Was aus der Taufe gekrochen ist, das mag sich rühmen, dass es schon zum Priester, Bischof oder Papst geweiht sei, hat Martin Luther drastisch formuliert. Wir alle sind die Kirche Jesu Christi. Sein Leib auf dieser Erde, seine Hände, seine Füße. Wir sind die lebendigen Bausteine, in denen die eine Kirche lebt und wächst. Gemeinsam seid ihr Kirche in Preetz-Süd, Schwestern und Brüder, ein Ortsverein der weltweiten christlichen Gemeinschaft, die Kontinente umfasst und alle Generationen der Menschheitsgeschichte.
Jede und jeder von uns baut mit: Gib „der Kirche“ ein Gesicht - dein Gesicht, deine Augen, deinen Verstand. Stell Dein Licht nicht unter den Scheffel, vergrab dein Talent nicht unter der Erde. Bring Dich ein, mit dem, was du – und nur du – kannst. Lass dein Licht leuchten, dann erhellt es das Haus und erfreut alle Hausgenossen. Kirche mitten im Stadtteil. Viele Talente haben sich zusammengetan: Es ist Leben hier in der Bude – ein Glück! Das soll und möge so bleiben. Ich bin da ganz sicher: Gott freut sich über ein Haus aus lebendigen Steinen – zum Wohl der Menschen und zum Lobe Gottes.

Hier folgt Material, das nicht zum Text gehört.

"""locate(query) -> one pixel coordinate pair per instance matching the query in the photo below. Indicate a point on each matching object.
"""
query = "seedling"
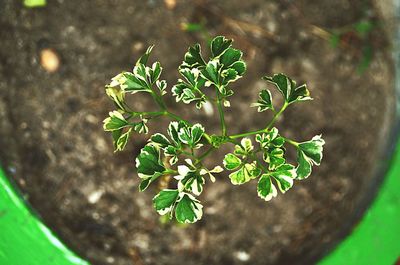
(179, 154)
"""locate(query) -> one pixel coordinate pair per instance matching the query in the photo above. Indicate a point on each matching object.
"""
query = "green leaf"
(264, 101)
(231, 161)
(188, 209)
(246, 173)
(284, 176)
(165, 201)
(219, 44)
(135, 82)
(114, 91)
(148, 162)
(115, 121)
(229, 57)
(160, 140)
(211, 72)
(245, 147)
(313, 149)
(34, 3)
(190, 180)
(217, 169)
(145, 57)
(191, 135)
(193, 58)
(173, 129)
(123, 140)
(271, 145)
(309, 153)
(188, 90)
(265, 188)
(288, 88)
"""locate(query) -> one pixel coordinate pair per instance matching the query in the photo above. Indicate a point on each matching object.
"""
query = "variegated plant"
(178, 155)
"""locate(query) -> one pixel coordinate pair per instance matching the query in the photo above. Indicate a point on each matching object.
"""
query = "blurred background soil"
(53, 145)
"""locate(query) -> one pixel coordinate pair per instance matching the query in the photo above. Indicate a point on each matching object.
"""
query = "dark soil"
(53, 144)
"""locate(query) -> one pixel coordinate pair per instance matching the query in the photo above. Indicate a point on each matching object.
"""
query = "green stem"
(292, 142)
(266, 129)
(158, 100)
(176, 117)
(209, 151)
(148, 113)
(276, 116)
(221, 113)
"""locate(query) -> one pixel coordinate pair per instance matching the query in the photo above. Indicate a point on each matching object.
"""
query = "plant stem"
(221, 113)
(276, 116)
(266, 129)
(292, 142)
(149, 113)
(204, 155)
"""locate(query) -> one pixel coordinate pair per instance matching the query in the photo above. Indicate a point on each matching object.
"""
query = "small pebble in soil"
(95, 196)
(170, 4)
(242, 255)
(49, 60)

Zuletzt: Die Statik muss stimmen, damit das Haus nicht eines Tages zusammenfällt.
Wir haben uns nicht selbst lebendig gemacht, sind nicht von uns aus zu lebendigen Steinen geworden. Christus ist es, der uns lebendig macht immer wieder neu mit seiner power. Nicht unser Machen und Tun hat und wird die Kirche Jesu Christi durch die Jahrhunderte hindurch erhalten. Deshalb ist es auch gut, dass wir diesen Festgottesdienst hier feiern. Wenn christliche Gemeinde lebt und wächst, dann ist das immer ein Geschenk, Schwestern und Brüder. Geschenk des Geistes, der Wohnung nimmt in unserem Geist – und unser Denken inspiriert, Funken der Kreativität entzündet. Etwas, das an uns geschieht, durch unsere Köpfe und Herzen hindurch geht und hinaus wirkt in die Welt. Es ist an uns als den lebendigen Steinen, uns dafür immer wieder zu öffnen. Den Ursprung suchen, zur Quelle gehen, Gottes Wort hören und seinen Frieden in uns wohnen lassen. So werden wir miterbaut zu einer Wohnung Gottes.
Mindestens 50 Jahre lang war der Gottesdienst in Bugenhagen für unzählige Menschen diese Quelle des Friedens, des Geistes und der Kraft – so Gott will, wird er es bleiben, in all den Jahren, die noch kommen werden.